Onwards and upwards at Heathrow

Nick Platts, Head of Cargo at Heathrow, speaks exclusively to Freight Industry Times about the importance of the third runway, building closer ties with freight forwarders and shippers, and tackling the air cargo industry’s biggest challenge – its inability to seriously deliver on e-freight. 

How important is the final go-ahead on the third runway at Heathrow in realising the short, medium and long-term ambitions of Heathrow’s cargo services?

Heathrow’s cargo strategy was launched in 2015 and sets out our plans to make Heathrow’s cargo proposition timely, predictable and easy. It’s a 15-year programme of transformation tackling aspects related to our infrastructure, common processes and our people. These improvements are needed regardless of a third runway and would be delivered anyway, however they become critical with a third runway if we’re to grow UK trade. 

Heathrow’s goal is to transport three million tonnes of cargo per year by 2040. Do you think this is a realistic target?

Our goal is to make Heathrow the best large airport in Europe for timely, predictable and easy cargo services. The third runway would allow us to grow our capacity to three million tonnes but it’s down to the freight forwarders to make use of that capacity. We need to ensure Heathrow delivers more predictable, faster throughput times than today and makes it easier for service providers to operate at Heathrow. That way, we ensure our airline partners are able to maximise their revenues.

How important is your working relationship with freight customers, forwarders and shippers? And how can they adapt to maximise the potential of what Heathrow has to offer?

Our relationship with cargo consumers and our customers (the freight forwarders) is extremely important as they decide which European cargo gateway to use. We need to ensure that Heathrow delivers what they expect from an international hub airport.  For us to do that, we need to work closely with them to understand their own growth strategies, the global trade trends and be ready to incorporate automation when the industry starts adopting it more broadly than they do today. Heathrow will be working more closely with IATA and local trade associations to understand what role the airport has in helping the local cargo community transition to paperless processes, so I encourage all of those in the supply chain to accelerate their migration to e-freight as that will be the default basis for all our future projects.

Heathrow is Britain’s largest port by value, but does it get the recognition it deserves?

I’ll let others judge whether Heathrow gets enough recognition. From my perspective, we’ve come a long way in the last three years and I believe air cargo is now getting more attention than it used to here in the UK. It feels as though consumers, businesses and government are all much more aware of the vital role played by the air cargo industry and the central role that Heathrow plays in connecting the UK with global trade.

CEBR analysis recently identified that 30 per cent of UK trade (by value) per year went through Heathrow, and that the value of this cargo increased by 150 per cent in the past decade – how do you see future projections of trade figures developing?
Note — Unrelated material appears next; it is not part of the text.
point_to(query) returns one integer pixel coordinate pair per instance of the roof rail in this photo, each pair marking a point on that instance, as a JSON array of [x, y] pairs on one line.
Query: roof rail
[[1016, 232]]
I’m not an economist nor a forecaster, so will simply point to the correlation between global GDP growth and air cargo growth. Heathrow is directly impacted by global trade growth so I fully expect we will continue to track what happens across the globe.

Has your role as the airport’s Head of Cargo developed and changed over time and what do you see as future challenges?

My role as Head of Cargo hasn’t changed since I wrote my own role profile in 2014. I think there are two key challenges – the first is related to the level of fragmentation in the industry as it means there are a lot of companies we need to engage with and opinions we need to reconcile, which is a significant time commitment for a small team; the second is related to how willing the industry is to invest in automation as a means of achieving better collaboration, by which I mean adoption of digitalisation rather than just digitisation.

What do you envisage as the key opportunities and challenges, in terms of air cargo, for Heathrow, UK airports in general, and the global air freight marketplace?

It’s time for the industry to seriously deliver e-freight. We’ve been left behind by other industries and risk losing market share to other modes of transport or the emerging disruptors. It’s very hard to provide modern services without modern tools.